Macdonald leases all of his desktop PCs and laptops – reliability is a primary reason.

“I can’t reschedule Period One at 8:30. It has to go. It’s live and we need to have the technology ready for the classroom when Period One happens,” he added.

The school could afford to purchase outright its computers if necessary. But computer leases generally include insurance, warranties, service, support and maintenance costs. This means, if something goes wrong, the teachers don’t have to become computer technicians. It also means they don’t have to actively manage the continual purchasing of bits of equipment. It’s replaced on a regular schedule.

“Once the equipment comes in and we’ve configured it, it’s really quite hands-off,” he said. “For us, three years is a good schedule in terms of the refresh of the technology for the applications we’re using.”

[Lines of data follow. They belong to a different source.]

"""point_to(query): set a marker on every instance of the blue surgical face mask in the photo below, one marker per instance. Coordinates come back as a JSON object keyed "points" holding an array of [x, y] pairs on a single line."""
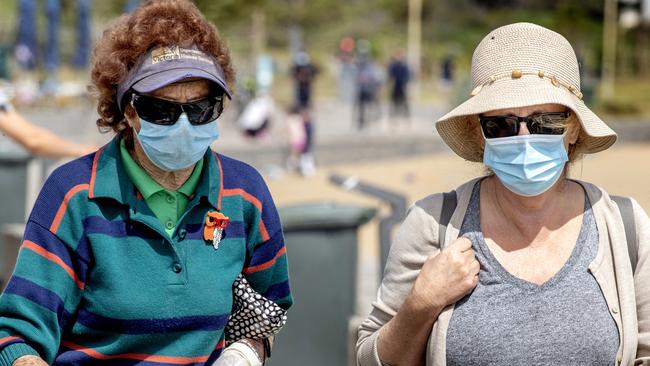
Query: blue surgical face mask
{"points": [[176, 147], [527, 165]]}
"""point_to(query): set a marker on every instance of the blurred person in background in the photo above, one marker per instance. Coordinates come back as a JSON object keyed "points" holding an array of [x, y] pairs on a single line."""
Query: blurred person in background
{"points": [[399, 76], [300, 131], [37, 140], [367, 86], [27, 50], [303, 72], [147, 250], [524, 265]]}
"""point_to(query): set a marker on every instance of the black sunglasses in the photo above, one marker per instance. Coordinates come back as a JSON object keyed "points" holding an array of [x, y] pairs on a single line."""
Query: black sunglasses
{"points": [[166, 112], [538, 124]]}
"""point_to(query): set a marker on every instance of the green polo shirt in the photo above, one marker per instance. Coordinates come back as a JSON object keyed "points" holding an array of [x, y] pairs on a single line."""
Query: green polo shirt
{"points": [[168, 206]]}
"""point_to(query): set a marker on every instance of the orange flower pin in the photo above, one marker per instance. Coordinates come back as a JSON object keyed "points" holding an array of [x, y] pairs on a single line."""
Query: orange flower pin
{"points": [[215, 224]]}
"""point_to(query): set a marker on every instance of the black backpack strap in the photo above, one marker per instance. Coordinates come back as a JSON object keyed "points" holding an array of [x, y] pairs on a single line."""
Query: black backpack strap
{"points": [[449, 202], [627, 213]]}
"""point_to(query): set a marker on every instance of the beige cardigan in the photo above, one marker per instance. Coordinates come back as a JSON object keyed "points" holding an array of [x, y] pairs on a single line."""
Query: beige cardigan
{"points": [[417, 239]]}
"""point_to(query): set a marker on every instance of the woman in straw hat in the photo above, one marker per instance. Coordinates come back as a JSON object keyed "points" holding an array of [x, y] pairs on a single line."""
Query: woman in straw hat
{"points": [[526, 266]]}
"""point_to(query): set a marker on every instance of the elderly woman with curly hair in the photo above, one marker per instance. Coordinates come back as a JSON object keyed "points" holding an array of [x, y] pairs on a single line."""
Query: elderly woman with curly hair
{"points": [[523, 266], [131, 254]]}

But isn’t leasing more expensive?

Yes … and no. Since all leases involve some finance charges, they are generally a little bit more expensive than an outright purchase. The average purchase price for a desktop today is in the $900 to $1,300 range; leasing costs $35 to $40 per month. But leasing might end up cheaper in the long run.

For a start, around 60 per cent of the money schools spend on ICT is spent on making older machines last longer.

“The cost savings from turning over machinery every three years come from the lack of technical support costs,” explained Beveridge.

Then there are savings in teacher downtime and disposal costs, which also make up for it. However, Macdonald adds that you need to have a good relationship with your finance company.

“The key is that you choose your financers well and you look at options in the finance market to make sure that you’re choosing a good partner.”

Techniques and schedules

The service and support on leased machines remains a critical factor. About the only time Macdonald purchases a computer is when it is a one-off item which does not fit into the existing lease structure when all of the other computers are being refreshed.

To minimise service callouts and downtime, he uses a ‘hot-swap’ technique which allows for a spare computer to simply replace a PC which has gone down.

“To try to have a four-hour response time on service and support might be much more expensive than having a next-day business response.”

So, do you buy or lease? Ultimately, it depends on what you’re buying, how much you have to spend, and the deal you can strike with your vendor. For big ticket items like whiteboards or the small stuff like webcams, buying may be the way to go. But when it comes to the number one ICT cost, computers, a lease is often hard to beat.